If nothing else, it gives Hanji the opportunity to pursue any number of curiosities. Along with the many, many more that accompany new discoveries, of course.

Hanji’s glad to be here. Complacency can be a double-edged sword, but Hanji lives for established things, for a routine to rely on.

Like the same faces who stick around, no matter how troubling the times may fester (like Sonny and Bean, if left all by their lonesome, because Hanji’s sure Titans have more to them than just receptors and base desires, without a doubt!) and turn out to be.

Like the same promise that gets Hanji through another day, another budget cut, another backhanded compliment to what their legion stands for (the way they talk down to the Special Ops scouts, the way they trample on Levi’s silence— Hanji hates it, hates those government dogs’ and their sneers and their snark more than anything else, but the hand on Hanji's arm that clutches so tightly it leaves a worse mark than tightly fastened gear on their worst expeditions and, for their commander and their corporal’s sake, Hanji stays silent) and continues to stand for even now.

Like the places and people Hanji knows (known) will not let down the Legion yet - who, for the record, Hanji has no intention of leaving behind: not now, not ever.


	13. audacity

Pain is not an unfamiliar thing to Levi.

The battering bruises, the countless cuts, the laced lacerations over wearisome welts? No way in hell he’d let that any of that get to him, let alone keep him down on the ground.

The Scouting Legion’s insignia is a set of wings for any number of reasons - but this isn’t one of them.

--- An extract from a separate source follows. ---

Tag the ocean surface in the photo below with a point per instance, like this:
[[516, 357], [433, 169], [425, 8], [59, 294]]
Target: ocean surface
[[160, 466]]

He’s no bird, that’s for sure. Birds flee when they’re thrust into harm’s way, take to the skies as soon as they get the chance, take their meals into beak at the same time as they’re taking a shit.

No, Levi doesn’t feel any sense of kinship in those feathered creatures nor does he stake claim to knowing who it was to create three-dimensional gear in the first place.

But when he has a titan on the run, soars through the air in a perfect arc, and lands a clean cut right at the base of its neck - as only one trained to kill could do?

When he has a good word put in for the Recon Corps’ progress, despite their many setbacks, and passes by Erwin - who pats him on the shoulder, a firm but gentle clasp, like he had five years ago when the older man appeared in that alleyway and offered him a new name, a new profession, a new _life_ \- before they leave the dark enclave of that bureaucratic stronghold together?

When he has the cause to combat these ugly cretins, the camaraderie that refuses to fail him, the set of new scouts who inspire the kind of courage in the older scouts that crests and collects at the center of his chest and forces him to fight back a wan smile - the first in years?

(What the wings represent, what the end of this godforsaken story of theirs will look like?

Levi could care less about any of those things.

What Humanity’s strongest soldier cares about, now and always, will be the people who’ve guided him into the clouds thus far - and who, now and always, won’t let him down.)


	14. sympathy

Erwin keeps a drawer full of his moments of weakness and sentimentality stored in a corner of his heart.

It’s under lock and key at all times, so no one other than him are allowed to see inside it. Naturally, as they’re secrets kept by him, for him, alone.

Memories related stay where they belong: far back in the recesses of his mind, reserved for sleepless nights where old regrets and new wounds get the better of him.

And his self-control, really, is something to be admired.

(He swore since the day of that expedition, the one that should have never been, he wouldn’t open that veritable chest unless he was alone.)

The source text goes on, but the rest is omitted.